The Internet Dating Safety Act, sponsored by Assemblywoman Linda Greenstein, D-Mercer, would require dating sites to “provide safety awareness notification that includes, at minimum, a list and description of safety measures reasonably designed to increase awareness of safer dating practices as determined by the service,” and to disclose whether the site performs criminal background checks on its members.
Sites that do not conduct criminal background checks would be required under the law to “disclose, clearly and conspicuously, to all New Jersey members that the Internet dating service does not conduct criminal background screenings.”
Sites that do conduct criminal background checks on members would not only be required to disclose that fact, such a site also would be required to state whether it has “a policy allowing a member who has been identified as having a criminal conviction to have access to its service to communicate with any New Jersey member,” and to provide safety notices stating that “criminal background screenings are not foolproof.”

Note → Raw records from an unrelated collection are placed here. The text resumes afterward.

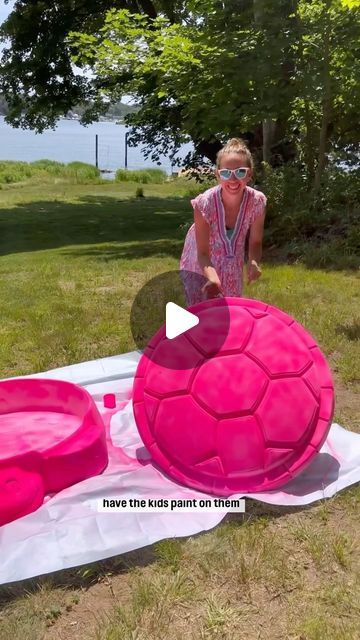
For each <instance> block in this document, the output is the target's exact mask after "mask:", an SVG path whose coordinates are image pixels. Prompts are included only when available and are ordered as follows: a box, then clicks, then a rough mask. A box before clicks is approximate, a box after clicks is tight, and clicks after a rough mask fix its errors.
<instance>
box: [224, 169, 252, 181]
mask: <svg viewBox="0 0 360 640" xmlns="http://www.w3.org/2000/svg"><path fill="white" fill-rule="evenodd" d="M249 171H250V168H249V167H238V168H237V169H218V172H219V176H220V178H221V180H230V178H231V176H232V175H233V174H234V177H235V178H236V179H237V180H242V179H243V178H245V177H246V176H247V174H248V173H249Z"/></svg>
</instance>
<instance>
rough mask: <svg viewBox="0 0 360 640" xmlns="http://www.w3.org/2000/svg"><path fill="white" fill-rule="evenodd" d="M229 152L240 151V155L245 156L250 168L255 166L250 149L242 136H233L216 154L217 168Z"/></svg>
mask: <svg viewBox="0 0 360 640" xmlns="http://www.w3.org/2000/svg"><path fill="white" fill-rule="evenodd" d="M228 153H238V154H239V155H242V156H245V157H246V161H247V164H248V166H249V167H250V169H253V168H254V161H253V157H252V155H251V152H250V149H249V148H248V147H247V145H246V142H244V140H242V139H241V138H231V139H230V140H228V141H227V143H226V144H225V145H224V146H223V147H222V149H220V151H218V152H217V154H216V168H217V169H219V167H220V162H221V158H223V157H224V156H225V155H227V154H228Z"/></svg>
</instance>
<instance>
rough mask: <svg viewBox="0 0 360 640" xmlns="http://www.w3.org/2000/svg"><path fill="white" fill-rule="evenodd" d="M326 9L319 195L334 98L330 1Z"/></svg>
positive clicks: (314, 184)
mask: <svg viewBox="0 0 360 640" xmlns="http://www.w3.org/2000/svg"><path fill="white" fill-rule="evenodd" d="M326 4H327V7H326V9H325V12H326V13H325V20H326V22H325V29H324V98H323V101H322V116H321V128H320V139H319V151H318V160H317V167H316V172H315V178H314V188H313V190H314V193H317V192H318V191H319V189H320V186H321V178H322V175H323V173H324V169H325V166H326V162H327V157H326V151H327V147H328V138H329V133H328V132H329V124H330V122H331V112H332V98H331V77H330V15H329V8H330V1H329V0H328V1H327V3H326Z"/></svg>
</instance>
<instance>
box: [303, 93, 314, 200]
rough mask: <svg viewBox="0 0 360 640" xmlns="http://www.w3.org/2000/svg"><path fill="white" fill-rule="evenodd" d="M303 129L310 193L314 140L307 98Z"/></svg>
mask: <svg viewBox="0 0 360 640" xmlns="http://www.w3.org/2000/svg"><path fill="white" fill-rule="evenodd" d="M305 129H306V131H305V162H306V169H307V179H308V190H309V191H310V189H311V185H312V183H313V180H314V172H315V156H314V140H313V136H312V132H313V126H312V123H311V115H310V108H309V102H308V100H307V98H305Z"/></svg>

The required safety notices would include warnings that criminal background checks “may give members a false sense of security [and] are not a perfect safety solution, that criminals may circumvent even the most sophisticated search technology, that not all criminal records are public in all states and not all databases are up to date, that only publicly available convictions are included in the screening, and that screenings do not cover other types of convictions or arrests or any convictions from foreign countries.”
Speaking with reporters this week, Greenstein conceded that the bill is not the ideal solution to the problem of dating site safety.
“There’s definitely possibilities for this to fail,” Greenstein said.
Adult industry attorney Lawrence Walters called the bill “a feel-good solution,” and said that while well intentioned, the legislation would have little effect if it is passed.
“The legislature expects that the dating sites will all rush to start performing background checks, because customers are going to flock to the dating sites that perform the checks,” Walters said. “This is a misunderstanding of the market — especially of the youth who are the heaviest users of social networking and dating sites, and the culture that gave rise to the social networking phenomenon. In all likelihood, the law wouldn’t make much of a difference in terms of what dating sites people join and use.”
Walters said that the bill could raise some 1st Amendment concerns, as the safety notices that dating sites would be required to post could be construed as “forced speech,” but added that due to some well-publicized murders and other crimes that involved perpetrators and victims who met online, the state probably could persuasively argue that a compelling government interest would be served by mandating the safety notices.
Dating site operators interviewed by the Associated Press echoed Walters' point about the bill’s potential efficacy.
“It’s ineffective and bad for consumers,” said Marshall Dye, an attorney for Match.com.
“This bill really does more harm than good,” added Bill Ashworth, the director of state government affairs for Yahoo.
Greenstein and representatives of companies that operate dating sites are slated to meet to discuss changes to the bill, but the N.J. state Legislature’s Law and Public Safety Committee Monday voted to send the bill to the full assembly, anyway.
Assemblyman Gordon Johnson, D-Bergen, who serves as chairman of the Law and Public Safety Committee, defended the bill as a positive step forward in improving dating site safety, despite its flaws.
“We are charged with protecting the safety of the public we serve and this bill is a major step, even though it’s not the perfect bill,” Johnson said.